Remember, it is Anne with an “e”!

Anne of Green Gables joins The Modern Library
Anne Shirley has taken her place among some of the most well-known literary characters of all time, including Tom Sawyer, Jane Eyre and Shakespeare’s Hamlet.
Lucy Maud Montgomery’s Anne of Green Gables has been published as part Random House’s The Modern Library, a collection of the world’s great literary works that was first assembled in the early 1900s.
Rebecca Shapiro of Random House is part of the group that meets monthly to consider new entries for the series.
“It’s a really nice indication that the book is very much part of a literary canon,” said Shapiro.
“The Modern Library is one of the most respected classics collections, I think, out there. So for a title to be included, it’s a nice sort of indication of its status as a classic.”
Shapiro said the choice was made in part to celebrate this year’s 100th anniversary of the book’s original publication.
The selection is not without controversy.

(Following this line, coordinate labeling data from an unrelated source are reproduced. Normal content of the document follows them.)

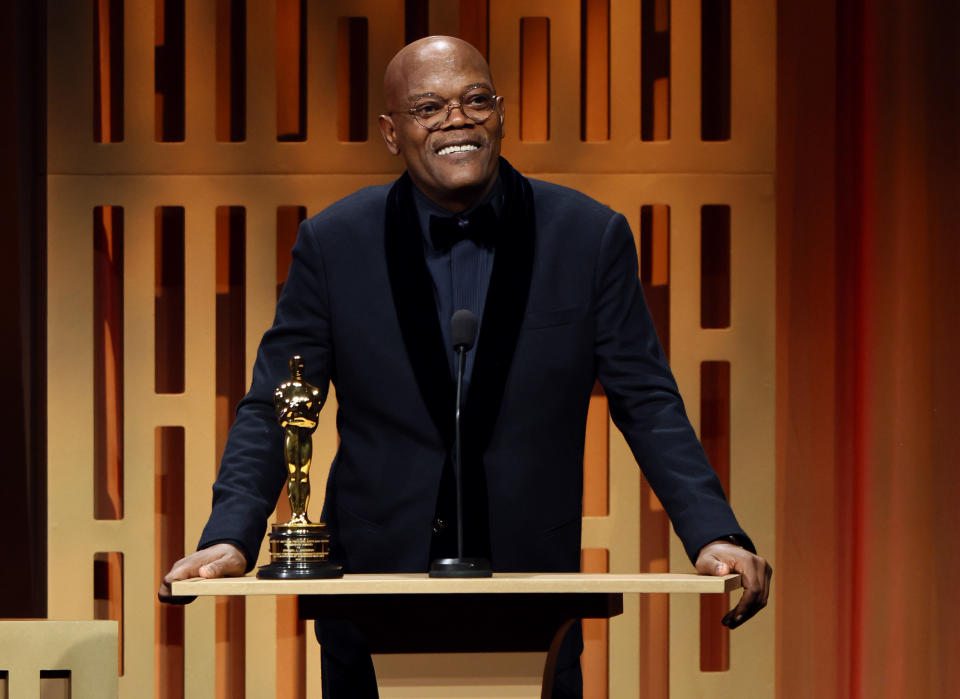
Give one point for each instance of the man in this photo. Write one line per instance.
(374, 280)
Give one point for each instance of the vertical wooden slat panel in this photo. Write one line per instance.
(534, 79)
(291, 70)
(231, 69)
(169, 330)
(352, 68)
(168, 545)
(596, 457)
(474, 24)
(594, 661)
(230, 383)
(108, 71)
(595, 70)
(715, 436)
(108, 362)
(715, 266)
(715, 70)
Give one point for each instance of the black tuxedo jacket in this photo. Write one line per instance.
(564, 307)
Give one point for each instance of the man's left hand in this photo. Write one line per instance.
(723, 558)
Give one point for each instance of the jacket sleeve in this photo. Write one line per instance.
(252, 472)
(645, 403)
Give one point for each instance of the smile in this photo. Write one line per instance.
(457, 149)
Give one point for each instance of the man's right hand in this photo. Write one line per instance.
(217, 561)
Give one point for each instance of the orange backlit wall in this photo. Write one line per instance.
(868, 248)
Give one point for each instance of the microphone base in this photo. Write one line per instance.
(461, 568)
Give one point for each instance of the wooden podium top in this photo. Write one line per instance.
(420, 584)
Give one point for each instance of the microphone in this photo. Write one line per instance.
(463, 334)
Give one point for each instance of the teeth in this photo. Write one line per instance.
(457, 149)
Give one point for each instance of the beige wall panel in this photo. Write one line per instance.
(751, 147)
(88, 649)
(71, 144)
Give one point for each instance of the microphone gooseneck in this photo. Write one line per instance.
(463, 335)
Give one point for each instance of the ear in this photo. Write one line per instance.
(389, 132)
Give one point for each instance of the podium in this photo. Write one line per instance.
(523, 613)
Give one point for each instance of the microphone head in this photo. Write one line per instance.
(463, 329)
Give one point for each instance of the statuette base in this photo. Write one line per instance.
(299, 552)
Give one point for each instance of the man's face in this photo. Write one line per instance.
(452, 177)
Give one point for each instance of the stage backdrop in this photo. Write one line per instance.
(186, 142)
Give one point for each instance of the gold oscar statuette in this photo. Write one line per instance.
(299, 549)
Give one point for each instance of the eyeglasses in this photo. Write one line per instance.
(431, 111)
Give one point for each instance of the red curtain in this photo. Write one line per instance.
(868, 269)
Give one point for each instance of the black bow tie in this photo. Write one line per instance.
(480, 227)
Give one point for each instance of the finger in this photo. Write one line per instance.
(226, 564)
(712, 565)
(767, 576)
(750, 601)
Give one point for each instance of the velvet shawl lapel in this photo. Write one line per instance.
(503, 314)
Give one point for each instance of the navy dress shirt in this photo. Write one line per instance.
(461, 275)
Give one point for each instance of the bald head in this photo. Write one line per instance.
(454, 160)
(427, 61)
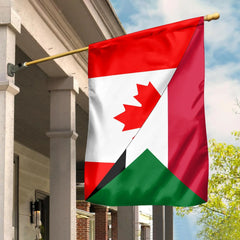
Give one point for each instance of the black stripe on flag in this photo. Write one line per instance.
(117, 168)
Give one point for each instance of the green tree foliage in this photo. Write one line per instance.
(220, 216)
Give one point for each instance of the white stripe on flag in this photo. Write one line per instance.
(106, 140)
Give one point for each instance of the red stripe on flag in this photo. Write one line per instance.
(152, 49)
(188, 153)
(94, 172)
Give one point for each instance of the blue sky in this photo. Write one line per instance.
(222, 59)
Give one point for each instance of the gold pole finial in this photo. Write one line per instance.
(213, 16)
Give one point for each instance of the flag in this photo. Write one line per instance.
(147, 141)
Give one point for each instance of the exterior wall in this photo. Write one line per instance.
(83, 224)
(33, 175)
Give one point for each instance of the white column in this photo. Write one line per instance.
(158, 222)
(9, 25)
(162, 223)
(62, 158)
(169, 223)
(128, 223)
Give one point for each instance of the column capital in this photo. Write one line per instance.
(10, 18)
(100, 208)
(9, 87)
(63, 83)
(62, 134)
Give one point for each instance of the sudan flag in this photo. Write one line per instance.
(147, 140)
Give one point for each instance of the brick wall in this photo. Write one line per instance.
(101, 223)
(83, 223)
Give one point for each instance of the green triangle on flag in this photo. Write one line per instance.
(140, 182)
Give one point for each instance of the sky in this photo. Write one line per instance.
(222, 64)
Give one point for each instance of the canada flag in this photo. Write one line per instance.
(147, 141)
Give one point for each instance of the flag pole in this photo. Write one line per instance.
(12, 69)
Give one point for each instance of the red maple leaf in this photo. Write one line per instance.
(134, 116)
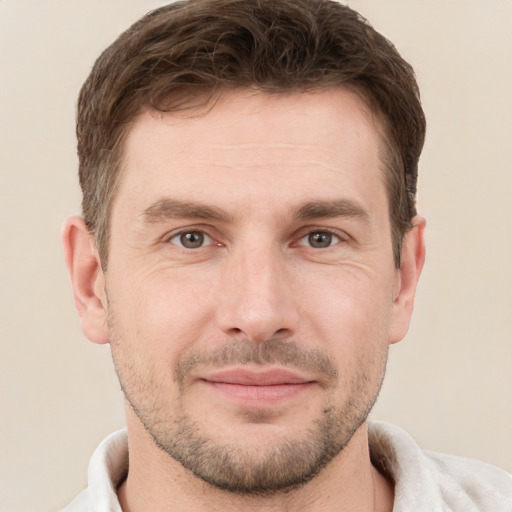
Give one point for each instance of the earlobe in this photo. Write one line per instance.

Some critics describe the book as a poor example of Victorian sentimentalit, and see its selection as caving in to nostalgia.
Selection defended
“To some people this canonical promotion of a writer, who would probably now be classified as a kind of young adult writer, might seem preposterous, or slightly making too large a claim for the book itself,” said Meghan O’Rourke, literary critic for the online magazine Slate.
But O’Rourke defends the selection.
“Think what Montgomery did for women’s imaginative lives, their sense of imaginative autonomy,” said O’Rourke.
“She did something that very few writers have done for girls.”
In the past century, Anne of Green Gables has been published in 33 languages; Montgomery wrote seven sequels, and a prequel was recently published with the consent of her heirs. There have been two movies for the big screen, six for television and three television series
Anne’s inclusion on the list could make her even more widely known that she is already, as The Modern Library books are often included on reading lists in high schools, colleges and universities around the world.